# Setup

In [1]:
import numpy as np
import tensorflow as tf

# Helper Functions
- One-Hot Encoder

In [2]:
def one_hot(x):
    
    x = tf.keras.backend.argmax(x)
    x = tf.one_hot(indices=x, depth=78)
    x = tf.keras.layers.RepeatVector(n=1)(x)
    
    return x

# Data
## Overview
- `X`: (m, $T_x$, 78) dimensional array. 
    - We have m training examples, each of which is a snippet of $T_x =30$ musical values. 
    - At each time step, the input is one of 78 different possible values, represented as a one-hot vector. 
        - For example, X[i,t,:] is a one-hot vector representing the value of the i-th example at time t. 

- `Y`: $(T_y, m, 78)$ dimensional array
    - This is essentially the same as `X`, but shifted one step to the left (to the past). 
    - Notice that the data in `Y` is **reordered** to be dimension $(T_y, m, 78)$, where $T_y = T_x$. This format makes it more convenient to feed into LSTM later.
    - We're using the previous values to predict the next value.
        - So our sequence model will try to predict $y^{\langle t \rangle}$ given $x^{\langle 1\rangle}, \ldots, x^{\langle t \rangle}$. 

- `n_x`: The number of unique values in this dataset.
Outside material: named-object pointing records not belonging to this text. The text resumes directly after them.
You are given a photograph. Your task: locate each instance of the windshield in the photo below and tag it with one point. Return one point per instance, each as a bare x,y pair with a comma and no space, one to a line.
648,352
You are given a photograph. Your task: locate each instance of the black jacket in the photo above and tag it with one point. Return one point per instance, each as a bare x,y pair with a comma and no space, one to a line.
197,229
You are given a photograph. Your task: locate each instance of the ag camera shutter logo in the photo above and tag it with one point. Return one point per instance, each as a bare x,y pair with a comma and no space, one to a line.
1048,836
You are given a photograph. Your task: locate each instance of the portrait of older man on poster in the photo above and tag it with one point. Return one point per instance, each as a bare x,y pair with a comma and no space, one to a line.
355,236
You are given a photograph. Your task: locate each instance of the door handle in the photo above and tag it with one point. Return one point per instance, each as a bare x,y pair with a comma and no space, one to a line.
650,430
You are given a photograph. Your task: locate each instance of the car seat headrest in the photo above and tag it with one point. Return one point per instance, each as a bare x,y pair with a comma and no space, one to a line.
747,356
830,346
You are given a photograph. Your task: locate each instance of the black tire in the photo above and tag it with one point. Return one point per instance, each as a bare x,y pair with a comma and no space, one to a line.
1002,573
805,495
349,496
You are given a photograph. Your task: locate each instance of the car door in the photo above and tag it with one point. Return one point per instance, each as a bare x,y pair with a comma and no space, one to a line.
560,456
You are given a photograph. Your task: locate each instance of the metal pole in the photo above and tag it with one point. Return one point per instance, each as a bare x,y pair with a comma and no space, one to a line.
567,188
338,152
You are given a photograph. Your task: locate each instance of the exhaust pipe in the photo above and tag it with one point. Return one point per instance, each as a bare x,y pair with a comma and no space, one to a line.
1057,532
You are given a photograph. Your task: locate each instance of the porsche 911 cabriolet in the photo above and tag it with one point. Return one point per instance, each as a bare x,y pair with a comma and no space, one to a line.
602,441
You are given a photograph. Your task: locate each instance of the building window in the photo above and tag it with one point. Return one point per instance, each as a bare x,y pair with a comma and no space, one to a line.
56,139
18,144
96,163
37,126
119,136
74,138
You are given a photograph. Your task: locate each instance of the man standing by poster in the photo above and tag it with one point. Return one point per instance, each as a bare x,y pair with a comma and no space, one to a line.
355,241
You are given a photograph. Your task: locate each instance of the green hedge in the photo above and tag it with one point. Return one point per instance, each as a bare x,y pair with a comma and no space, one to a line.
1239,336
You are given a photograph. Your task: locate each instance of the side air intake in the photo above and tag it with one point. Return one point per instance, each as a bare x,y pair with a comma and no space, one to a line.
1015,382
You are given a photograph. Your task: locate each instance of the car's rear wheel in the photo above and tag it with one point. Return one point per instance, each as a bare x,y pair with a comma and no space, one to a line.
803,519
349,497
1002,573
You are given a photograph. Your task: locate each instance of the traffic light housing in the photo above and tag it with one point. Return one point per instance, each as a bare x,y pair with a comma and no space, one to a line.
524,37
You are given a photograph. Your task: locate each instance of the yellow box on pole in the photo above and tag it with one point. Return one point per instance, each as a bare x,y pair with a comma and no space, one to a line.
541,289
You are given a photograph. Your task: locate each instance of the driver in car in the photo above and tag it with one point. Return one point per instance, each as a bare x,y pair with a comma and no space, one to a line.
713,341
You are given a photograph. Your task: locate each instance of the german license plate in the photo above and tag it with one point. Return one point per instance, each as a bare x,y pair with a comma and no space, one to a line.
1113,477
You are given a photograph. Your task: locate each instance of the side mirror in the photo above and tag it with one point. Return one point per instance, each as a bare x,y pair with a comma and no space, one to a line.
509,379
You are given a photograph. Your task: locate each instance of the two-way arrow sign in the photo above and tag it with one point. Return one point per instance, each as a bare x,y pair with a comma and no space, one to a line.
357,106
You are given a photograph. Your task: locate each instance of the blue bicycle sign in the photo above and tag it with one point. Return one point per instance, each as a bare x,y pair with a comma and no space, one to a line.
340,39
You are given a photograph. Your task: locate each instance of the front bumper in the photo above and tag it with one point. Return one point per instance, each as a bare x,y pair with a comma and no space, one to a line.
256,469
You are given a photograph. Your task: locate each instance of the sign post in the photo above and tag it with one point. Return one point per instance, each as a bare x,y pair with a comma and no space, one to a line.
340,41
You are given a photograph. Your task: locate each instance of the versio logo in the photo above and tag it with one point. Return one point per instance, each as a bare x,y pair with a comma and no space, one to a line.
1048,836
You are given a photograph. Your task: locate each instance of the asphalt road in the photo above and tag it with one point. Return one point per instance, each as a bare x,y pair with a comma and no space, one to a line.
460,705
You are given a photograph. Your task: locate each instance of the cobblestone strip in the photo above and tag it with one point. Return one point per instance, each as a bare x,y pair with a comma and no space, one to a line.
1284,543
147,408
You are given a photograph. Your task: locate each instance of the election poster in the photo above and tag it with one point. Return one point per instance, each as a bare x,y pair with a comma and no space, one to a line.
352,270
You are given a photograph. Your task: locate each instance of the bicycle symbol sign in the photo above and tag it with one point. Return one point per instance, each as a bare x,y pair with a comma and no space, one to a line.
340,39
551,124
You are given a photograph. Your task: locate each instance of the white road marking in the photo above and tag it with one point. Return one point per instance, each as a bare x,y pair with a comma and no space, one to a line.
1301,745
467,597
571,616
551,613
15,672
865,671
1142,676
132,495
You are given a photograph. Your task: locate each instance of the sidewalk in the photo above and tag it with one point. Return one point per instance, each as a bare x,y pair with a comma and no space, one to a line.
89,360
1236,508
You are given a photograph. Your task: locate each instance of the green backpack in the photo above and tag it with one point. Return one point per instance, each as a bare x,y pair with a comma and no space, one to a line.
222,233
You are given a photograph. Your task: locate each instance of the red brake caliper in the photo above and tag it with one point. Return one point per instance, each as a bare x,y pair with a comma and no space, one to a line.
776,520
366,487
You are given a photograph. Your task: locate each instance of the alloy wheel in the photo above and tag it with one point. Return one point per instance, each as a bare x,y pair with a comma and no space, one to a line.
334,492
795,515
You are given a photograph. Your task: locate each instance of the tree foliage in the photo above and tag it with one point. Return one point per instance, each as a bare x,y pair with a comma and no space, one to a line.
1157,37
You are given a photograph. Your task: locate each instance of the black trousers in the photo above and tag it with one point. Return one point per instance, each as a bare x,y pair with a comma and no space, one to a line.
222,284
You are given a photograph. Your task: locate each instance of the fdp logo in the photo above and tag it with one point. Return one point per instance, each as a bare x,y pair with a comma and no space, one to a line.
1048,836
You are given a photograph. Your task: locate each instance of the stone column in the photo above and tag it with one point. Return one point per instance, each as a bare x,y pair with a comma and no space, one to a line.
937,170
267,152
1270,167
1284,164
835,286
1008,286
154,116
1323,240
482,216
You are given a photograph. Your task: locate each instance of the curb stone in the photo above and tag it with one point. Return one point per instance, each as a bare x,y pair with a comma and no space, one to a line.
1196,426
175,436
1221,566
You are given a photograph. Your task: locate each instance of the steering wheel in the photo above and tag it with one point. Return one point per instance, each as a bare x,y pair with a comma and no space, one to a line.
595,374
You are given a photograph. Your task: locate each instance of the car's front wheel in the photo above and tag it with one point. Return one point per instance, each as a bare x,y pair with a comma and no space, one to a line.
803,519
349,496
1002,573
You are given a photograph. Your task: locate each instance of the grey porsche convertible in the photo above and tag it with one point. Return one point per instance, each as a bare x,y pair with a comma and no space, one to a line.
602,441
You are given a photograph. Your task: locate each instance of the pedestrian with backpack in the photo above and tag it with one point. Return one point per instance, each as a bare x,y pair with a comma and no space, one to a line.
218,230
This should be 78. 

- `idx_to_values`: python dictionary mapping integers 0 through 77 to musical values.

In [3]:
X, Y, n_x, idx_to_values = np.load('jazz_data.npy')

print('number of training examples:', X.shape[0])
print('Tx (length of sequence):', X.shape[1])
print('total # of unique values:', n_x)
print('shape of X:', X.shape)
print('Shape of Y:', Y.shape)

number of training examples: 60
Tx (length of sequence): 30
total # of unique values: 78
shape of X: (60, 30, 78)
Shape of Y: (30, 60, 78)


# Model
* $X = (x^{\langle 1 \rangle}, x^{\langle 2 \rangle}, \cdots, x^{\langle T_x \rangle})$ is a window of size $T_x$ scanned over the musical corpus. 
* Each $x^{\langle t \rangle}$ is an index corresponding to a value.
* $\hat{y}^{t}$ is the prediction for the next value.
* We will be training the model on random snippets of 30 values taken from a much longer piece of music. 
    - Thus, we won't bother to set the first input $x^{\langle 1 \rangle} = \vec{0}$, since most of these snippets of audio start somewhere in the middle of a piece of music. 
    - We are setting each of the snippets to have the same length $T_x = 30$ to make vectorization easier.

1. Build model

In [4]:
# number of total time-steps & hidden units of LSTM cell
T_x, n_a = 30,  64

# initialize different layers
Reshapor = tf.keras.layers.Reshape((1, n_x))
LSTM = tf.keras.layers.LSTM(units=n_a, return_state=True)
Densor = tf.keras.layers.Dense(units=n_x, activation='softmax')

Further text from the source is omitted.